Но уже на следующий день оказалось, что умертвили другого Васю и тоже шофера, работавшего в португальской фирме.
Три смерти в течение одних суток, не считая подосланного связиста, даже для крупного города – многовато. За годы, пока Иван Григорьевич работал в Америке, человеческая жизнь на его родине очень подешевела. А дешевеет она с регулярностью раз или два, а то и три в столетие. Дедушка, мамин отец, рассказывал, когда в девятнадцатом году в их губернский город нагрянули на тачанках хлопцы из банды гимназистки Маруси, они стреляли в людей ради забавы. Но то была Гражданская война, теперь же наловчились убивать без войн, потому что мертвого грабить безопасней, а если убивать только ради забавы, то для этого нужно было в нищете и бесправии тренировать мозг с раннего детства.
– А как узнали, что Паперные мертвы? – спросил Иван Григорьевич. Миша объяснил:
– Вчера к утреннему обходу Рувим Тулович не явился. Такого с ним еще не случалось. Позвонили домой – никто трубку не взял, хотя всегда брала Олеся Остаповна. Послали санитарку Дусю. Квартира оказалась открытой, замок цел. Потом приехала милиция. Установила: работали профессионалы. Во рту Олеси Остаповны нашли под коронкой крупинку какого-то серого вещества.
– Ты, Миша, лучше скажи: убийц найти сумеете? – прервала его Анастасия Карповна.
– Сначала сделают анализ, в частности, той же крупинки, – ответил Миша. – Завтра наши ребята едут в областной центр. Завезут в лабораторию.

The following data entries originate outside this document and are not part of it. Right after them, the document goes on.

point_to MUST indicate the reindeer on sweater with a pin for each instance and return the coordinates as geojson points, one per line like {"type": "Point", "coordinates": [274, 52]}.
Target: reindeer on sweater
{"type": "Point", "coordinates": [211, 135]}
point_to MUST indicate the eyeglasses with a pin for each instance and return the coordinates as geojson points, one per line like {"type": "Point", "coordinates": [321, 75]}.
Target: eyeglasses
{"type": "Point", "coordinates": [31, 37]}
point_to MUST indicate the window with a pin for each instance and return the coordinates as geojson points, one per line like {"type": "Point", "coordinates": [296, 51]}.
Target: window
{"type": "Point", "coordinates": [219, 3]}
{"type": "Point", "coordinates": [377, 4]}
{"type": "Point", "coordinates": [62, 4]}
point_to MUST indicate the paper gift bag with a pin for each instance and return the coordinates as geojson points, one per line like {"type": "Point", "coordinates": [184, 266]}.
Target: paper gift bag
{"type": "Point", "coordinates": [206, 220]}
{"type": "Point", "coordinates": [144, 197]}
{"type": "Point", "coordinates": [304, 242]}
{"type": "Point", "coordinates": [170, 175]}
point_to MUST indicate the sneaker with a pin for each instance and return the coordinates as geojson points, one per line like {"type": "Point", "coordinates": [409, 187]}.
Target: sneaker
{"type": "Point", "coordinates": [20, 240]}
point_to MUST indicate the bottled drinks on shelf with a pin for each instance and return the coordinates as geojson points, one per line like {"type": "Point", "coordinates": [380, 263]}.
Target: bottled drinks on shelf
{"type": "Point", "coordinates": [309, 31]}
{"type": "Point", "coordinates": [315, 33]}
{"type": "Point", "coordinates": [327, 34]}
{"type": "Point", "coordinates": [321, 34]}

– А что, на заводе нет своей?
– Есть. Но… вряд ли мы получим удовлетворительный ответ. С киллерами стараются не связываться. Современные киллеры, как вам известно, все реже пользуются огнестрельным орудием. И удавка – это всего лишь украинская экзотика. Сегодняшний киллер – это врач с академическим образованием. – И к Ивану Григорьевичу: – Пока вы живы, боюсь, что ваши недруги от вас не отступятся. От нежелательных свидетелей они избавляются.
– А в чем я могу быть свидетелем?
– Вы работали в «Экотерре». Как и шофер Вася. В эту фирму вас внедрил Славко Тарасович. Словом, подставил вас.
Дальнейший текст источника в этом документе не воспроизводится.